Von Sascha Zastiral, London


Das einflussreiche Foreign Affairs Select Committee wählte deutliche Worte: Die britische Regierung gefährde die Sicherheit des Landes, indem sie es "Kleptokraten und Verletzern von Menschenrechten" erlaube, ihre "unrechtmäßig erworbenen Gelder" durch das britische Bankensystem zu schleusen und so Sanktionen zu umgehen. Mit ihrer "laxen Herangehensweise" gegenüber internationalen Geldwäschern sorge London dafür, dass Geld "in den Händen von Regimen" lande, "die Großbritannien, seine Interessen und Alliierten schädigen".

Die Mitglieder des Parlamentsausschusses, der die Aufgabe hat, die britische Außenpolitik unter die Lupe zu nehmen, meinen damit vor allem ein Land: Russland. In ihrem diese Woche veröffentlichten Bericht mit dem Titel "Moskaus Gold: Russische Korruption im Vereinigten Königreich" kritisieren sie die Regierung von Theresa May scharf.

May habe nach der Giftattacke auf den Ex-Spion Sergej Skripal und seine Tochter Juli im britischen Salisbury im März zwar "robust reagiert", heißt es in dem Bericht. "Aber trotz dieser starken Rhetorik waren Präsident Putin und seine Verbündeten weiter in der Lage, 'business as usual' zu betreiben, indem sie ihre korrupten Vermögen in London verstecken und waschen konnten." Der Kreml könne diese Gelder nun jederzeit für seine Kampagne gegen den Westen verwenden.

Harte Worte, kaum Konsequenzen

Für Mays Regierung ist der Bericht peinlich. Denn er offenbart, wie wenig die Regierungschefin und ihr Außenminister Boris Johnson nach der Attacke auf Skripal und seine Tochter jenseits von diplomatischer Symbolpolitik tatsächlich getan haben. May bezeichnete den Vorfall damals als "unrechtmäßigen Einsatz von Gewalt durch den russischen Staat gegen das Vereinigte Königreich" und verwies 23 russische Diplomaten des Landes. Johnson verglich die kommende Fußballweltmeisterschaft in Russland mit den Olympischen Spielen in Nazideutschland 1936.

Doch nur einen Tag später verkaufte der Energiekonzern Gazprom - der mehrheitlich dem russischen Staat gehört - Anleihen in Höhe von 750 Millionen Euro an der Londoner Börse. Am Tag darauf platzierte Russland auf dem internationalen Finanzmarkt erfolgreich Anleihen für vier Milliarden Dollar. Die Hälfte der Papiere kauften Investoren in Großbritannien.

Die russische Botschaft in London, die die Beziehungen zwischen den beiden Staaten gerne schnippisch kommentiert, schrieb dazu auf Twitter: "Erfolgreicher @GazpromEN-Anleihenverkauf in London mit einer Nachfrage, die dreimal höher war als die Ausgabe (750 Millionen Euro). Business as usual?" Um sicher zu gehen, wer der Adressat dieses Tweets war, fügte die Botschaft ein Foto von May hinzu.

Theresa May
AFP

Theresa May

Der russische Antikorruptionsaktivist Wladimir Aschurkow kritisierte die britischen Behörden scharf. Die Untersuchungsbehörde Serious Fraud Office schaue oft weg, wenn es um Geldströme aus Russland gehe, sagte Aschurkow dem Außenausschuss. "Zum einen haben die nicht genügend Ressourcen: Geld, Personal und so weiter. (...) Und es gibt auch nicht einen wirklichen politischen Willen, korrupten Geldströmen nachzugehen." Aber das könne sich ja "in der gegenwärtigen politischen Lage" auch ändern, fügte er hinzu.

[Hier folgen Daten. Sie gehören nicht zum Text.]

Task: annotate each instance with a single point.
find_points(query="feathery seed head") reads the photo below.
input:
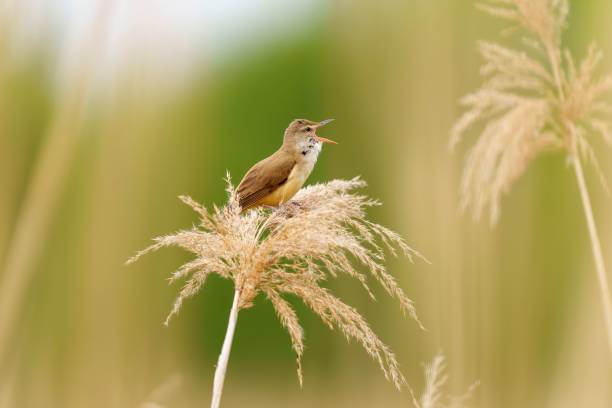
(530, 103)
(291, 250)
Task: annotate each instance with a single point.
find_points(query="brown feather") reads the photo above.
(264, 178)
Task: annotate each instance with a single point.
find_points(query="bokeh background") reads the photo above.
(110, 109)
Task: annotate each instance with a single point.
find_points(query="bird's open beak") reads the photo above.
(322, 139)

London: Wahlheimat der Oligarchen

Die Finanzplatz London hat in der Vergangenheit massiv von der Kapitalflucht profitiert, die mit dem Zusammenbruch der Sowjetunion 1991 einsetzte. Die Stadt ist seitdem auch zur Wahlheimat für Hunderte von Oligarchen und ihre Familien geworden. Viele von ihnen residieren in Luxusimmobilien. Roman Abramowitsch beispielsweise, Besitzer des Chelsea Football Clubs, wohnt in einem geschätzt 150 Millionen Pfund teuren Anwesen in einer der exklusivsten Straßen Londons. Sein Haus ist nur einen Steinwurf vom Kensington Palace entfernt, dem Wohnort vieler Royals.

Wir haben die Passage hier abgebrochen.